The Wave Maiden closing is a sad indictment on our society | Simon Carter

I don’t know about you, but I love visiting pubs and restaurants that are a bit ‘different’. Basically, that’s shorthand for ‘not a chain’.

By Simon Carter
Sunday, 30th August 2020, 7:00 pm
The Wave Maiden in Osborne Road, Southsea has closed
The Wave Maiden in Osborne Road, Southsea has closed

If I want a Wetherspoon’s, I could visit any major town or city in England and find one pretty quickly. Ditto if I want to visit a pub run by Greene King - there are more than 10 such establishments on Portsea Island for a start.
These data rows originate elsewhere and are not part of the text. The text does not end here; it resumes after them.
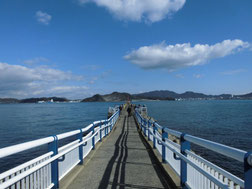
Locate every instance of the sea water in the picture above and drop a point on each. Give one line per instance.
(225, 121)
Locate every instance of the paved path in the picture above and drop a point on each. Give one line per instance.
(122, 161)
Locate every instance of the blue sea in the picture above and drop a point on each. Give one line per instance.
(225, 121)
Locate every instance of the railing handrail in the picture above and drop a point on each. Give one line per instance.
(10, 150)
(183, 153)
(55, 155)
(228, 151)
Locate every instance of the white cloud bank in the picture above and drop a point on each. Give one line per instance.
(20, 82)
(138, 10)
(173, 57)
(43, 17)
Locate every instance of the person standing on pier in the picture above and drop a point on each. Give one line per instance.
(129, 111)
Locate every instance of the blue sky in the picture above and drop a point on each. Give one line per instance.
(76, 48)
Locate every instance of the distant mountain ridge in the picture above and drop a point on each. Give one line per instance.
(191, 95)
(113, 97)
(117, 96)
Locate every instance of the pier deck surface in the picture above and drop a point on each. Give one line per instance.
(122, 161)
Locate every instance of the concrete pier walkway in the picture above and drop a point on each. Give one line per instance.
(123, 160)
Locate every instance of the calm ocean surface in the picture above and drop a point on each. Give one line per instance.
(228, 122)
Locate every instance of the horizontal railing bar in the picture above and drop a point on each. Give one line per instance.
(68, 134)
(173, 143)
(217, 147)
(24, 165)
(232, 177)
(206, 174)
(7, 151)
(87, 128)
(214, 146)
(39, 166)
(67, 145)
(173, 132)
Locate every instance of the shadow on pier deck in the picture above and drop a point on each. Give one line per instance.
(123, 160)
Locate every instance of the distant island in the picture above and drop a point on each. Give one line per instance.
(117, 97)
(162, 95)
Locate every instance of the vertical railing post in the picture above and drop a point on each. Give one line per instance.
(248, 170)
(100, 130)
(154, 134)
(112, 124)
(149, 129)
(164, 136)
(145, 125)
(53, 146)
(93, 138)
(141, 124)
(184, 145)
(80, 136)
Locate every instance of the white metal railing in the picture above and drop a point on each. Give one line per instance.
(48, 169)
(195, 171)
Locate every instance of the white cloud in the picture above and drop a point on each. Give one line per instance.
(20, 82)
(35, 61)
(43, 17)
(198, 76)
(138, 10)
(173, 57)
(233, 72)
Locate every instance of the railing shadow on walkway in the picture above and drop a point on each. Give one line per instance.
(121, 152)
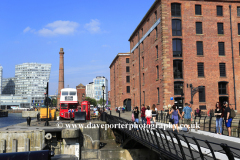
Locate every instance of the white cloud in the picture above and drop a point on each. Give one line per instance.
(106, 46)
(26, 29)
(93, 26)
(59, 28)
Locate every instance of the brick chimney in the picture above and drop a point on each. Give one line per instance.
(61, 76)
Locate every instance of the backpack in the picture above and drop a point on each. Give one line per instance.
(232, 113)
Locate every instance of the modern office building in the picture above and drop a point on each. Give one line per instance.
(90, 90)
(99, 81)
(31, 79)
(81, 89)
(120, 81)
(15, 101)
(8, 85)
(1, 70)
(187, 51)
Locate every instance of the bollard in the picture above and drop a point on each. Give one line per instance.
(3, 146)
(14, 145)
(27, 144)
(28, 121)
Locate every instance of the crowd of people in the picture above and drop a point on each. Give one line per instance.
(222, 113)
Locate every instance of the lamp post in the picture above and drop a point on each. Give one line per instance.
(182, 94)
(103, 88)
(194, 91)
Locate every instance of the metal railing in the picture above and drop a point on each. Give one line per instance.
(207, 123)
(170, 145)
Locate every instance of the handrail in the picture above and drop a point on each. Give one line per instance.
(175, 146)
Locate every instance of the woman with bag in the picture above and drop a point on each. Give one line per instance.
(148, 115)
(154, 113)
(175, 112)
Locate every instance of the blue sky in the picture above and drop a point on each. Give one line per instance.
(91, 32)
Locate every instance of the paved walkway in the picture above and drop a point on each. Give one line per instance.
(212, 137)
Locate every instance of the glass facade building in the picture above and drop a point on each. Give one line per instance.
(8, 86)
(31, 79)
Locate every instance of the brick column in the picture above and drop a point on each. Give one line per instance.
(61, 75)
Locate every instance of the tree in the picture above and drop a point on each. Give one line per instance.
(91, 100)
(100, 102)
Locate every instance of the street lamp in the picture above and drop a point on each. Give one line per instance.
(103, 88)
(194, 91)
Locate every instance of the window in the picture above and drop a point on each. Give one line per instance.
(177, 69)
(200, 70)
(143, 61)
(178, 88)
(222, 69)
(199, 48)
(222, 87)
(198, 27)
(219, 11)
(128, 89)
(176, 9)
(143, 79)
(238, 28)
(127, 69)
(156, 15)
(198, 10)
(156, 32)
(238, 11)
(221, 50)
(177, 47)
(220, 28)
(157, 72)
(201, 91)
(176, 27)
(127, 78)
(144, 97)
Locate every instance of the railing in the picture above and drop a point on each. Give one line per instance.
(207, 123)
(170, 145)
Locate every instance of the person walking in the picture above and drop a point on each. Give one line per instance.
(148, 115)
(218, 114)
(154, 113)
(136, 113)
(227, 118)
(187, 112)
(143, 114)
(175, 112)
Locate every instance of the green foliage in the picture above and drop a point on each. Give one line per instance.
(91, 100)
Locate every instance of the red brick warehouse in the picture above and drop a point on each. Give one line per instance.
(120, 81)
(183, 44)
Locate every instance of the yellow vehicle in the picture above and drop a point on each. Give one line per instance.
(43, 113)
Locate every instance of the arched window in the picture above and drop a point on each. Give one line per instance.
(177, 69)
(177, 47)
(176, 9)
(176, 27)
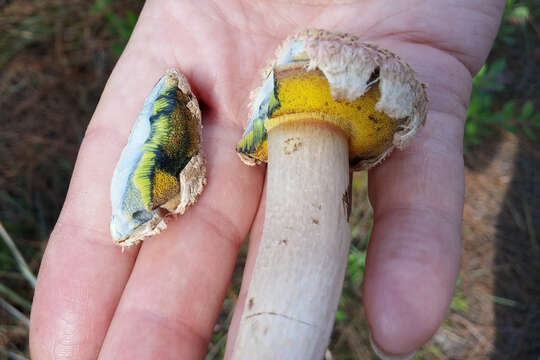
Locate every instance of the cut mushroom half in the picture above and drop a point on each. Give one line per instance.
(161, 170)
(329, 104)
I have nothing against either company, but you don’t get the feeling of being anywhere intimate, anywhere different and, I’ll be frank, anywhere out of the ordinary when you visit one.

You order from a range of food and drinks that are basically the same - for obvious reasons - in all their pubs. It’s relatively cheap and cheerful and relatively good value, and I get why swathes of the population enjoy visiting them.
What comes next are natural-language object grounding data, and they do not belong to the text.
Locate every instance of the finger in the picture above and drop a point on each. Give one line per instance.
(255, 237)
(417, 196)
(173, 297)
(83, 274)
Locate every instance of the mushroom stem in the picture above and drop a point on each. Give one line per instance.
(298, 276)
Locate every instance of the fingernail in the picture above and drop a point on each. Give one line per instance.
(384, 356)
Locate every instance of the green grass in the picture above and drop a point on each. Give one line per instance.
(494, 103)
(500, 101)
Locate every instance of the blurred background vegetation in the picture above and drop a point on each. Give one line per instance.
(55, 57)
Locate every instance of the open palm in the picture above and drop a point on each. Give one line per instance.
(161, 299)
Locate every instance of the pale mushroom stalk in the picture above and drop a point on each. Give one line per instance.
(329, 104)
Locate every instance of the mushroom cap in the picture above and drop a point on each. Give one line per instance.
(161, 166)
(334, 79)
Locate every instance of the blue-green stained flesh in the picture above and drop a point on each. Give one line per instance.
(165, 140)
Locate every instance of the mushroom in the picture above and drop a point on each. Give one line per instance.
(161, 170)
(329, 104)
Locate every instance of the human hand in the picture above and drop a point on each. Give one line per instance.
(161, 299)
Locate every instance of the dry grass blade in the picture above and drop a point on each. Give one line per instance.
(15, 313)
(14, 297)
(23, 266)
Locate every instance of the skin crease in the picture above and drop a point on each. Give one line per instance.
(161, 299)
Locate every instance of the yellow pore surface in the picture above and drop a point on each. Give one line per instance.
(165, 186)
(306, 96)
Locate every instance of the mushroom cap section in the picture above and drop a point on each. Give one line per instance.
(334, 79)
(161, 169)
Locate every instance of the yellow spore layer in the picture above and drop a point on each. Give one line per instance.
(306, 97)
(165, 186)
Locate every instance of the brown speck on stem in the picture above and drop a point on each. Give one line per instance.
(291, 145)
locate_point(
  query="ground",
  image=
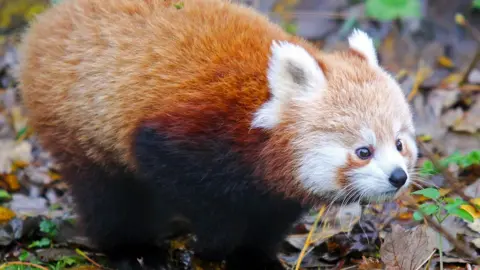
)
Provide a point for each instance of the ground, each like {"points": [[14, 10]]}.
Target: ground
{"points": [[441, 78]]}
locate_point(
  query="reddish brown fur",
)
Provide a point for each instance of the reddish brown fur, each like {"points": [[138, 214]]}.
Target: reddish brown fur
{"points": [[353, 162], [109, 71]]}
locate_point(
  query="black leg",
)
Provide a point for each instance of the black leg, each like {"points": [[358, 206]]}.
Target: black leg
{"points": [[254, 259], [116, 212]]}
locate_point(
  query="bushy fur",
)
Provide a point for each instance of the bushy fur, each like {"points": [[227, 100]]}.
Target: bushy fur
{"points": [[157, 114]]}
But I’m always on the search for that something ‘different’, and on moving to Portsmouth almost two years ago I quickly found one such place - the Wave Maiden in Osborne Road. It offered some traditional ciders I’d never tried before - and I’ve tried a lot, the strapline to this column should tell you that! - as well as a great ambience and some comfy sofas. The drinks weren’t cheap - £5 for a pint of cider

Food-wise, you could choose from a range of cheeses, chutneys and crackers as well as a menu offering a vegan alternative to all their main dishes. Now, I’m not vegan - I have no wish to ever become one - but it was a nice touch I’ve never seen anywhere else. And the cheese platter was to die for …

I’ve spent the last two years looking for pubs on Portsea Island that, in terms of cider, offer a refreshing - literally and metaphorically - alternative to the Strongbow, Magners or Bulmers options so commonly (and boringly) found in the major chains.
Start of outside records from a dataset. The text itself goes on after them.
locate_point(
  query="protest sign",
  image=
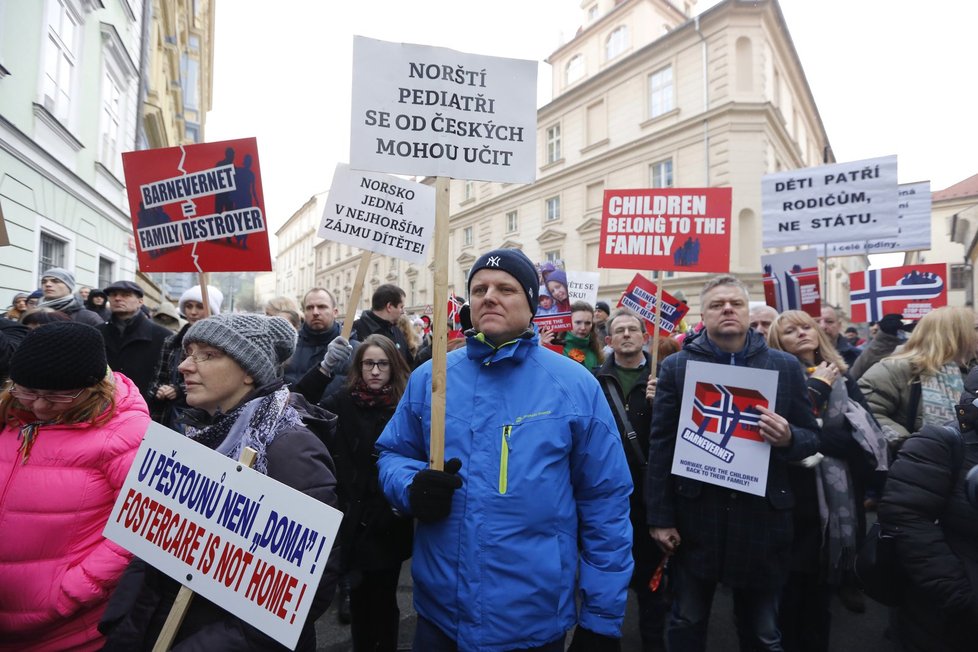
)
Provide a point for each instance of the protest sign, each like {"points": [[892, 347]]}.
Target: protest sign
{"points": [[791, 281], [431, 111], [913, 226], [639, 297], [910, 290], [559, 290], [830, 202], [678, 229], [253, 546], [380, 213], [198, 208], [719, 437]]}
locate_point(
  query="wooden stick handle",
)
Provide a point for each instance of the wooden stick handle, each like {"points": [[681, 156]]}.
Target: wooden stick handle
{"points": [[182, 602]]}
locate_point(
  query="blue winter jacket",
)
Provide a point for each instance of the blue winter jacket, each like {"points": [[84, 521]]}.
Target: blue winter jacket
{"points": [[542, 466]]}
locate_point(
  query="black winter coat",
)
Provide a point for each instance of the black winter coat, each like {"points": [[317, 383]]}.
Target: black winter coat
{"points": [[142, 600], [136, 350], [310, 348], [645, 552], [729, 536], [925, 506], [372, 536]]}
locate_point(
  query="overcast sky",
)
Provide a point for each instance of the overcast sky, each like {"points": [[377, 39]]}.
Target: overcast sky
{"points": [[888, 76]]}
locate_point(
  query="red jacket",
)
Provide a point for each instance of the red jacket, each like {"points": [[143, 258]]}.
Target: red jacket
{"points": [[56, 569]]}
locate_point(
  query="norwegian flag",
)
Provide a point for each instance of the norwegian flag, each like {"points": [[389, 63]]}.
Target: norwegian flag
{"points": [[911, 291], [454, 312], [728, 412]]}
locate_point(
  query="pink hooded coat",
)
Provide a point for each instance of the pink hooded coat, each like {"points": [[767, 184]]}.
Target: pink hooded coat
{"points": [[56, 569]]}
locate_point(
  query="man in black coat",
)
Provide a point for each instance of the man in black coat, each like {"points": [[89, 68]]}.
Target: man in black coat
{"points": [[625, 375], [319, 328], [133, 342], [386, 307], [716, 534]]}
I’ve discovered a handful - The Fleet, The Lawrence Arms and The Rose in June in addition to the Wave Maiden.

With all that in mind, I was therefore saddened to read in The News last week that the Wave Maiden has shut, another victim of the pandemic. It’s by no means the first, and won’t by any means be the last, but its passing is another stab in the heart for those of us who want our pubs to be a little out of the ordinary, for those of us who don’t want to be the bland visiting the bland.

As our high streets continue to suffer a slow and painful death, so many places become mirror images of each other. Chains reinforce that; they have their place, but by their nature they cannot be anything special - what you get in a Spoons in Hull will be the same as you get in Northampton, Truro or Worcester. Same with KFC, same with McDonald’s, same with every chain. And I repeat, I get it why those places are popular - customers know exactly what they’re getting.

That’s why Spoons pubs are everywhere, rammed to the gills on occasions, and family-run businesses like the Wave Maiden are closing. Places that dared to be different, gloried in being different actually, are closing down.

It’s a crying shame, it really is, a sad indictment on our society really.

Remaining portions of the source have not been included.